Ashburn, VA (Feb. 7, 2016) – Life as a mini tour professional golfer comes with little glory and lots of stress. It includes long hours of hard work usually from sunup to sundown, practically living in a car driving from one event to the next, all while spending a fortune just to stay afloat.
Kevin McLister knows this well, as he has been playing on the developmental pro tours since 2011.
“It’s not quite what people make it out to be, it’s not a whole lot of fun,” McLister said, “paying a lot of money, not making much money, if any, you’re living off of someone else, you’re living off of sponsors, you’re just not independent. I think the hardest thing is finding the money to play and then breaking out of it.”
McLister, a 2007 graduate of Loudoun County High School, has taken a step in the right direction in terms of breaking out of life on the mini tours. The Loudoun native, who grew up playing at Loudoun Golf and Country Club, finished 10th at the Asian Tour Qualifying School to earn status for 2016.
No, Q-School does not involve taking tests, rather it is a series of tournaments capped off by a final stage with four grueling rounds that ultimately decide your fate for the next year, and potentially beyond. McLister got off to a torrid start as he fired rounds of 64-66-74-71 (-9), finishing just four shots out of first place. The event was held from Jan. 13-16 in Hua Hin, Thailand.
“It was huge, every Q-School is the biggest tournament of my life and you can’t go anywhere without status,” McLister said, “so it was the biggest accomplishment to date, but also just the start, hopefully, of something pretty special.”
This was the eighth Q-School of his career, as he had chased status in the United States, Europe and Asia since graduating from the University of Delaware in 2011. Falling short each of the previous seven attempts, McLister was relegated to more grueling years on the mini tours. But he left those setbacks in the past as he was determined to make 2016 his year.
“It was confidence and comfort,” McLister said, “I was very comfortable with the situation, and I had very high expectations because I’d seen a lot of progress the whole year, and I felt like it was only a matter of time before I broke through. There was never really a time I thought I wasn’t going to get through, which was pretty cool.”
According to McLister, playing golf for Delaware for four years put him on the path to where he is today. Although he always knew he wanted to play professional golf, he really set his plan into motion during his senior year with the Blue Hens.
“It was the experience, playing as much as you possibly can, being under the gun, having a chance to win, getting a team win,” McLister said, “I think a lot of that was pretty important to becoming a professional golfer.”
Although college golf provided him with important tools, the journey toward this monumental achievement was really put into motion after McLister made a coaching change in September of 2014.

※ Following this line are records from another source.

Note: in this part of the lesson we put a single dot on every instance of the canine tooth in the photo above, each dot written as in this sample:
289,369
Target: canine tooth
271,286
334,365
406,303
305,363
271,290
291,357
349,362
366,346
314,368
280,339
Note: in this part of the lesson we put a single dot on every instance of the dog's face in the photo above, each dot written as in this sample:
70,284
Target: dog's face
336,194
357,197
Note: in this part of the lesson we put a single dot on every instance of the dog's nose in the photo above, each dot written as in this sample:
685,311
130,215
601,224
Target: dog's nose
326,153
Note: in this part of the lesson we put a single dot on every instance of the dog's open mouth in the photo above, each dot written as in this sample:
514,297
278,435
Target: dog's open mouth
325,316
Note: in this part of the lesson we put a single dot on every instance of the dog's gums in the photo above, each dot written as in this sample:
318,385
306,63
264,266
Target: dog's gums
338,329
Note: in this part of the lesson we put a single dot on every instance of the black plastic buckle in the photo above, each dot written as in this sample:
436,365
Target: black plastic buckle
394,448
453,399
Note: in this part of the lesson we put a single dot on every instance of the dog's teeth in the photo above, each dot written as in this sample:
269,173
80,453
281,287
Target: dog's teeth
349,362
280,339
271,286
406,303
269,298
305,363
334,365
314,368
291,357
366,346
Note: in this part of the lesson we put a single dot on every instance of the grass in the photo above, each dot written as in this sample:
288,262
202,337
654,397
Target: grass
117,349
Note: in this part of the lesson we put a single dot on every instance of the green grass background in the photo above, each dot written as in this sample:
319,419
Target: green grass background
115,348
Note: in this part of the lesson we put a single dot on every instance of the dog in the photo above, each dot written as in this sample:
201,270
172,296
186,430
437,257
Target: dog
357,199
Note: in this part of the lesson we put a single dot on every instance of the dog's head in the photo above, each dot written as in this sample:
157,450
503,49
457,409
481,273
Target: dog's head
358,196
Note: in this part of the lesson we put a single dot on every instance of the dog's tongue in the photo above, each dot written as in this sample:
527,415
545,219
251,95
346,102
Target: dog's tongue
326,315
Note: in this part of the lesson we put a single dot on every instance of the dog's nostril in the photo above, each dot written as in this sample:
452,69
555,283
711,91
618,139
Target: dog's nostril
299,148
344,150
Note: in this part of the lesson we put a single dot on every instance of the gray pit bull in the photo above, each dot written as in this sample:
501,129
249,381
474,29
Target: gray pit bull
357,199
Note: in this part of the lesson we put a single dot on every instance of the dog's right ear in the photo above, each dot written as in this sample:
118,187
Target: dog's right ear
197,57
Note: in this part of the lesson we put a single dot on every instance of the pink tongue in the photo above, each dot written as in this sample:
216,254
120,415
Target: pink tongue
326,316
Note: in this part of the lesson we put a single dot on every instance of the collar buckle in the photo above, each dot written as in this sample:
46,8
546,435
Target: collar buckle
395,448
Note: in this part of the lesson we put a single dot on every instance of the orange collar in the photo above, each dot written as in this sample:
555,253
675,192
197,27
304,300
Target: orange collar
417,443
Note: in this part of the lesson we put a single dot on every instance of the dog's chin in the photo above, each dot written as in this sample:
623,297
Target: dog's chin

He began working with Patrick McGuire, the Director of Instruction for the Raspberry Golf Academy, a company based out of Raspberry Falls Golf and Hunt Club in Leesburg. McGuire coaches professional golfers around the world, and uses a team-based approach with swing coaches, mental coaches and trainers.
“I don’t think I would be sitting here with status on a worldwide tour right now without them,” McLister said, “I’ve learned so much, not just the golf swing, but I’ve learned a lot about myself. It’s some of the best coaching that anyone could possibly get.”
In June of 2015, not long after making the coaching transition, McLister earned his first win on the eGolf Professional Tour, the mini tour he had been competing on since 2011. He scorched the field as he fired scores of 66-62-66-66 (-20) in Morganton, N.C.
“That was the first real step of my confidence building through the year,” McLister said. “I was really happy with the way that I did win, with my final round being very boring with a ton of pars, then getting past that, and then going birdie, eagle, birdie down the stretch. That was really key to trusting in a lot of the work that we were doing.”
Another significant contributor in his journey has been his older brother, Joey, who also pursued his dream of playing professional golf for several years. The two even lived together in Charlotte, N.C., which was the home base for the eGolf Pro Tour, as they grinded away to break out on the mini tours.
“I owe everything to Joey, he paved the way for me with scheduling, where to live, where to play, it was very easy for me to transition into the professional level because he had been through it all,” McLister said.
Now the only member of the McLister clan seeking the holy grail of ultimately reaching the Professional Golf Association (PGA) Tour, Kevin is in position to climb the world rankings. The Asian Tour is one of the world’s top tours, only behind the PGA Tour and the European Tour.
McLister will participate in his first Asian Tour event Feb. 10-13 in Bangladesh, and expects to play in about 15 of the tournaments this year. He will continue to play in some U.S. mini tour events when he is on breaks from the schedule in Asia.